A strengths-based approach is something that is gaining greater interest and a wider appreciation as a model which starts with where we are and builds on the good in our lives. It occurred to me that the non-directive model of play therapy I practice could be seen to be underpinned by similar principles.

One of my favourite of Virginia Mae Axline's principles is her exhortation that the therapist "maintains a deep respect for the child's ability to solve his/her problems and gives the child the opportunity to do so." It is a trust in the ability of the human spirit to find what it needs in order to grow and develop. If we can pay attention to providing the safety, space and time for this to happen, a child will find their way to growth.
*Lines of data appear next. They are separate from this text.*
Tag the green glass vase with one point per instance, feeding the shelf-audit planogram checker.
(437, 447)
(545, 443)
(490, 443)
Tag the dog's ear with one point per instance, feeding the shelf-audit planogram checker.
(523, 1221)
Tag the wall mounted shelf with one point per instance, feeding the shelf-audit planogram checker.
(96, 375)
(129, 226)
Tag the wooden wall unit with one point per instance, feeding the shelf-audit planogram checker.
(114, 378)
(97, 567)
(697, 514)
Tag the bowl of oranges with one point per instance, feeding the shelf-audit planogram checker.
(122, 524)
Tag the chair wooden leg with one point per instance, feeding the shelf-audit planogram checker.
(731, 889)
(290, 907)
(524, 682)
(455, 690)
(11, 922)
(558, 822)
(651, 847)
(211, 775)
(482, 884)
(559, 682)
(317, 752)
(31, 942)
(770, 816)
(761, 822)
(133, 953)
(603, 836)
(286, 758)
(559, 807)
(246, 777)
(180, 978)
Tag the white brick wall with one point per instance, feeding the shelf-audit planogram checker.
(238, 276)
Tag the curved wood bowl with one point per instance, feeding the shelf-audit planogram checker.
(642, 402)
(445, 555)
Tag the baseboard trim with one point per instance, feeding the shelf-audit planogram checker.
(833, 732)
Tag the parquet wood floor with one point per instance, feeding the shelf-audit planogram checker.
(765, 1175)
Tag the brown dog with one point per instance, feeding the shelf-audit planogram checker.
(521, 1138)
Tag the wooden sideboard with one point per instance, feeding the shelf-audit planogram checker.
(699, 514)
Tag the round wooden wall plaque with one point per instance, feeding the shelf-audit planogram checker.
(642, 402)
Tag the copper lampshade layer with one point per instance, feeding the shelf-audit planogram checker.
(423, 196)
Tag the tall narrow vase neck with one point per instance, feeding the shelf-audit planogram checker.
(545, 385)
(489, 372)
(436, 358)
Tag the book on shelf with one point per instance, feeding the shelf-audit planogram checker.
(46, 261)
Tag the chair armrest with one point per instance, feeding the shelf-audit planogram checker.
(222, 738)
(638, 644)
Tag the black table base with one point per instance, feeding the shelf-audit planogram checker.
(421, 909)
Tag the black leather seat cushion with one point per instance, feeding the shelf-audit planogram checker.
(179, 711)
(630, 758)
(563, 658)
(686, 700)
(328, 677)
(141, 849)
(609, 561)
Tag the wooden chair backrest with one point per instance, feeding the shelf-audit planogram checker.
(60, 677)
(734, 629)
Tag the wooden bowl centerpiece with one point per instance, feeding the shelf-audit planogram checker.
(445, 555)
Axline is priming the therapist to see the child as strong and resourceful, as a survivor. As Dr Dan Siegel says, what we give attention to grows, so while it is necessary to bear witness to and hear the pain, it is also important to reflect the skills, strengths, talents and abilities that have been deployed to get us where we are now.

There is a reassurance in understanding that our bodies, brains and minds have performed exactly as they were designed to in the face of trauma. The response is a sign of our ability to survive the overwhelming. Post-traumatic growth recognises how we process and adapt to live in a world which will never be quite the same as it was before.

When the blindfold comes off and we see the scary things in the world, continuing to engage and pursue our goals is an act of courage and defiance. I see huge strength in that.